Bu sütunu izleyenler son haftalarda kafayı kurumlar meselesine taktığımı hatırlayacaklar.
Bu takıntımın temel nedeni, ülkemiz Türkiye’de, kurumlar radikal bir biçimde ıslah olmadığı müddetçe, elde edilen toplumsal kazanımların tek tek geriye gittiğidir.
Birileri bu talebimi “yapısal reformlar” olarak da adlandırır ise bir itirazım olmaz.
Son bir, iki gündür şahikasına ulaşan (umarım daha da tırmanmaz) toplumsal gerginlik ya da devlet içi çatışma (hangisi daha doğru, bilemiyorum) ortamında aklıma iki tane şahane örnek geliyor.
Birincisi, 2004 Milli Güvenlik Kurulu’nda (MGK) alınmış olan bir kararın uygulanıp uygulanmadığına ilişkin tartışma.
Bu karar bir biçimde MGK’da alınmış, yani kararlarının Bakanlar Kurulu’na bildirildiği bir kurumda.
Böyle bir karar demokrasinin ruhuna, hukuk devletinin özüne aykırı bir kurumda alındığı müddetçe uygulansa ne olur, uygulanmasa ne olur?
Temel ve büyük sorun MGK’nın varlığıdır, gerisi bir ölçüde dedikodudan ibarettir.
Salı sabahı patlayan yeni soruşturma ve gözaltı sürecinde bir kamu bankası olan Halk Bankası’nın Genel Müdürü de gözaltına alındı.

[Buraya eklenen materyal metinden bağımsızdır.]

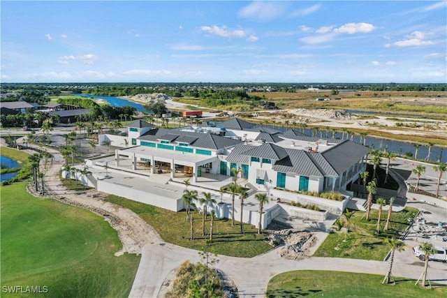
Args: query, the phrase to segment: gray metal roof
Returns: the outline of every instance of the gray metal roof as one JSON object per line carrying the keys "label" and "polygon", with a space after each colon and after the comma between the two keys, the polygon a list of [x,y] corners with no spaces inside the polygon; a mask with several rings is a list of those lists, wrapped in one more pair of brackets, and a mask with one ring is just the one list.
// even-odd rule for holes
{"label": "gray metal roof", "polygon": [[285,149],[272,143],[263,144],[241,154],[276,161],[279,161],[287,156],[287,152],[286,152]]}
{"label": "gray metal roof", "polygon": [[137,128],[142,128],[144,127],[153,127],[153,126],[154,126],[153,124],[151,124],[150,123],[146,122],[145,121],[142,121],[142,120],[137,120],[126,126],[126,127],[135,127]]}
{"label": "gray metal roof", "polygon": [[[172,141],[173,140],[175,140],[175,138],[177,137],[179,138],[185,137],[189,137],[188,139],[185,140],[189,140],[191,141],[191,142],[189,144],[191,147],[197,148],[219,149],[235,146],[237,144],[241,143],[240,141],[230,139],[228,137],[221,137],[212,133],[179,131],[165,128],[152,129],[138,139],[143,141],[146,140],[157,142],[159,140]],[[196,140],[193,141],[192,139],[193,138],[195,138]],[[180,142],[178,140],[177,141]]]}
{"label": "gray metal roof", "polygon": [[34,107],[26,101],[2,101],[1,107],[7,109],[34,109]]}
{"label": "gray metal roof", "polygon": [[250,156],[243,155],[242,154],[247,151],[249,151],[254,148],[254,146],[247,145],[244,143],[236,145],[233,149],[231,153],[228,155],[226,160],[230,163],[249,163],[250,161]]}
{"label": "gray metal roof", "polygon": [[257,141],[259,140],[263,140],[265,142],[268,142],[270,143],[276,143],[283,140],[281,138],[278,137],[274,135],[270,135],[270,133],[261,133],[259,135],[258,135],[255,140]]}
{"label": "gray metal roof", "polygon": [[369,152],[369,148],[346,140],[321,153],[321,155],[341,174]]}

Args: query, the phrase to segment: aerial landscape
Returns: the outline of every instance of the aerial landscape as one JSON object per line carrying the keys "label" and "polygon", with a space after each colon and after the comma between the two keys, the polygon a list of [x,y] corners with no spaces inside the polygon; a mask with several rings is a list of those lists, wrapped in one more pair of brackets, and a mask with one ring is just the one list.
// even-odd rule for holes
{"label": "aerial landscape", "polygon": [[447,295],[447,1],[1,6],[2,297]]}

Bu yazıyı Çarşamba gecesi yazıyorum, yazının sizin elinize ulaşacağı Cuma günü ne olur, gözaltı süreci tutuklama ile mi sonlanır, yoksa Sayın Genel Müdür tutuksuz mu yargılanır, takipsizlik kararı mı alınır, gerçekten bilemiyorum, kişilerle değil de daha ziyade kurumlarla ilgilendiğimden benim için çok da önemli değil.
Beni daha çok ilgilendiren, 2014’e on gün kalmış iken Türkiye’de hala kamu bankacılığı adı verilen tamamen gereksiz bir kurumun bütün gücü ile ayakta oluşudur.
Yaşadığımız sorun bugüne de özgü bir sorun değildir, geçmişte daha da beterleri yaşanmıştır, kamu bankacılığı denen potansiyel yolsuzluk kurumu ayakta olduğu sürece kimse, hiçbir siyasetçi bu kurumun ürettiği belalardan başını alamayacaktır.
Bu kısa yazıda bu son Halk Bankası meselesine özel olarak girmek istemiyorum ama bilançosunda milyarlarca dolarlık büyüklükler olan bir bankanın bir kamu birimi olması, genel müdürünün siyasi otorite tarafından atanıyor oluşu zaten belanın geldiğinin göstergesidir.
Ne Halk Bankası, ne de Ziraat Bankası olmaz ise olmaz kurumlar asla değillerdir.
Ve hatta, saydamlığın yüceltileceği demokratik hukuk devletlerinde olmamaları çok ama çok daha iyidir.
Siyasi otorite esnaf ve sanatkara, köylüye ucuz kredi adı altında kaynak aktarmak isteyebilir, bu konuyu siyaseten tartışabiliriz ama bu kaynak aktarmanın yolu kamu bankacılığından değil bütçeden geçmelidir.
Bütçeye demokrasi sürecinde bu amaca yönelik ödenek konur, esnaf ve köylü kredisini piyasadan, piyasa fiyatından kullanır ama bu kesimlere bütçeden kaynak aktarılarak piyasa faizlerinin yüksekliğinden korunmuş olabilirler.
Saydamlığı gerçekten istersen, mutlaka kaynak aktarım süreçlerinin hukuk içi bir yolu vardır.
2004 MGK kararları üzerinden fişleme dedikodularını değil, bizzat MGK’nın varlığını tartışalım.
Son yolsuzluk operasyonu üzerinden de, durumdan vazife çıkaralım, kamu bankalarını tartışalım.
Ve böylece, Türkiye’ye zararı dokunan bu ortamdan olumlu bir sonuç çıkaralım.
Yazarınıza güvenin, MGK’sız ve kamu bankacılığı olmayan bir Türkiye çok daha güzel bir Türkiye olacaktır.